Mécanisme

Au XVIIe siècle, une figure nouvelle apparaît à la suite des importantes découvertes scientifiques que Galilée, Kepler, Vésale et leurs collègues ont pu faire dans les registres de la physique, de l’astronomie ou de l’anatomie.

‘1632. Galilée demande à des ingénieurs de nous découvrir le vrai système du monde. Vous voyez que cette date mérite d’être retenue : la structure de la Nature et conjointement la structure de la société vont subir un remaniement complet ; l’ingénieur conquiert la dignité du savant, parce que l’art de fabriquer est devenu le prototype de la science. Ce qui comporte une nouvelle définition de la connaissance, qui n’est plus contemplation mais utilisation, une nouvelle attitude de l’homme devant la Nature : il cesse de la regarder comme un enfant regarde sa mère, prend modèle sur elle ; il veut la conquérir, s’en rendre « maître et possesseur ». (Lenoble : 1969 ; 312). ’

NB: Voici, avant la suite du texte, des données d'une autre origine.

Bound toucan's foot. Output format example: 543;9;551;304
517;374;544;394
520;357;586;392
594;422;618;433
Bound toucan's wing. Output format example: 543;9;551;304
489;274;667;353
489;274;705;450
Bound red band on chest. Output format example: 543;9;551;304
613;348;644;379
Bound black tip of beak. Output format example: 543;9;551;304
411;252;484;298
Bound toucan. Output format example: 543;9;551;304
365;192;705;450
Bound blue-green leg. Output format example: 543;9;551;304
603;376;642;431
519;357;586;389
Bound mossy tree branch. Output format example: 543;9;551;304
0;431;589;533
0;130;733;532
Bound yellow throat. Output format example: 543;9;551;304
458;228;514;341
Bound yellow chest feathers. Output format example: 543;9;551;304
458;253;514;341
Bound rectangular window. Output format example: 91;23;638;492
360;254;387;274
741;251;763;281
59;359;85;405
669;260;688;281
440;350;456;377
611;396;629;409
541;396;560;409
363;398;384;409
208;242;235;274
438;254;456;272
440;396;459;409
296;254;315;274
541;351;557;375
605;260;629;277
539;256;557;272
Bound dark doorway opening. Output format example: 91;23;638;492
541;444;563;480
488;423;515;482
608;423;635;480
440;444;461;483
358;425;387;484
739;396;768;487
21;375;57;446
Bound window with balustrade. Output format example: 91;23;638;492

Une réforme dans la perception de la nature place l’homme face à celle-ci et non plus en son sein. Si, pour Galilée, « le grand livre de la nature est écrit en langage mathématique », c’est que la nature est devenue complètement autre. Dieu ne disparaît nullement dans cette révolution, mais il est conçu comme un grand ingénieur. La science doit alors déchiffrer les œuvres du Créateur et la morale qui les sous-tend. La science et la raison, l’épistémè que Descartes formule par le cogito, sont vus comme une grâce qui permet à l’homme de travailler à la cause de Dieu. À l’ingénieur divin répond l’ingénieur humain, disciple raisonnant dont le destin est de se rendre « comme maître et possesseur de la nature »62.

Pour Le Breton, cette période se comprend comme une mise à l’écart du corps. En effet, chez Descartes, les sensations, les affects et les passions sont « des erreurs de l’âme ». Le corps est isolé de l’âme et rejeté du côté de l’erreur (et du cadavre). Il devient un reste, une matière troublante qui se présente comme un fardeau. Le dualisme cartésien tend à considérer que le corps est surnuméraire par rapport au bonheur de l’âme. Il est un reste dont on commence, dans les milieux savants, à ne plus savoir que faire. Une méfiance à l’égard des sens (qui avaient laissé croire que le soleil tournait autour de la terre), engage la science vers un nouvel usage de la perception. Si, à partir de cette époque, la vue, sens de la distance, devient prépondérante, on constate surtout qu’elle s’adjoint des instruments tels que le microscope ou le télescope, afin d’éviter les pièges d’une perception trop immédiate.

Cette époque se caractérise donc par une volonté de savoir et de maîtrise de la nature et du corps. Un sentiment de puissance, et une certaine confiance en l’avènement d’un bonheur lié à cette maîtrise, anime les personnes les plus « éclairées ». Le monde et le corps, conçus comme des machines, émoussent les élans progressistes des entrepreneurs et des ingénieurs. Ce corps manipulable et dressable convient aux activités naissantes de la manufacture. Le travail répétitif, séquencé, rationalisé et pensé selon la nouvelle valeur de l’utilité, peut se greffer sur son miroir idéal : la machine-outil. Déprécié, désymbolisé, il trouve son salut dans la figure de l’automate et dans les premières formes de performance productivistes. Ainsi, pour Michel Foucault (1975 ; 160) :

‘Il y eut, au cours de l’âge classique, toute une découverte du corps comme objet et cible du pouvoir. On trouvera facilement des signes de cette grande attention portée alors au corps – au corps qu’on manipule, qu’on façonne, qu’on dresse, qui obéit, qui répond, qui devient habile ou dont les forces se multiplient. Le grand livre de l’Homme-machine a été écrit simultanément sur deux registres : celui anatomo-métaphysique, dont Descartes avait écrit les premières pages et que les médecins, les philosophes ont continué ; celui technico-politique, qui fut constitué par tout un ensemble de règlements militaires, scolaires, hospitaliers et par des procédés empiriques et réfléchis pour contrôler et corriger les opérations du corps. Deux registres bien distincts puisqu’il s’agissait ici de soumission et d’utilisation, là de fonctionnement et d’explication : corps utile, corps intelligible.’

Pour le philosophe, c’est la docilité qui fait le pont entre le corps objet de science et le corps objet de technique. Nous allons à présent nous attarder sur une dimension de cette « anatomie politique » que Foucault, dans un texte particulièrement désenchanteur, associe au racisme, à la guerre et au suicide.

Notes
62.

Citations tirée du Discours de la méthode de Descartes, in : Burbage Frank (textes choisis et présentés par), La nature, Paris, Flammarion, 1998.